Friday, December 14, 2007

getting too popular

My dojang announced a new schedule this week. What it boils down to is 10 minutes less instruction time per class. Instead of a full hour per class, they are going to 50 minutes. From an informal survey, this appears to be the norm. They are also going to change the class format such that they don't teach everything in each class but instead break it up into a longer time period for each skill they are trying to teach you. In theory, "more in-depth" per skill but not as often.

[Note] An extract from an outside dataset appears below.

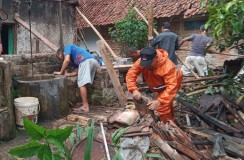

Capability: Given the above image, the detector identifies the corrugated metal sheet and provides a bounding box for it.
[76,0,204,28]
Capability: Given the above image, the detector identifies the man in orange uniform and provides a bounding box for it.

The reasoning behind this is because the upper level classes are getting too crowded. The black belts had classes with the advanced class. Typically, when people receive their black belts, a large number of people stop attending. However, that is not the case at this school as we've been told. Typically, they graduate around 20 or so black belts and they are saying that about 15-18 are staying around for further instruction. They now have enough black belts to warrant their own class. They had to squeeze it in by reducing the instruction time on all the classes.

I shared this with my taekwondo cohort at work and he remarked how when he became a black belt, he was instructing all the time. Now, the 1st degree black belts don't do as much instruction just because there are more of them hanging around at his dojang and the instruction generally goes toward the 2nd and 3rd degree belts.

My analysis: more and more people are getting into the sport and staying in it. The sport as a whole is getting past that early adopter stage. Early for the US anyway.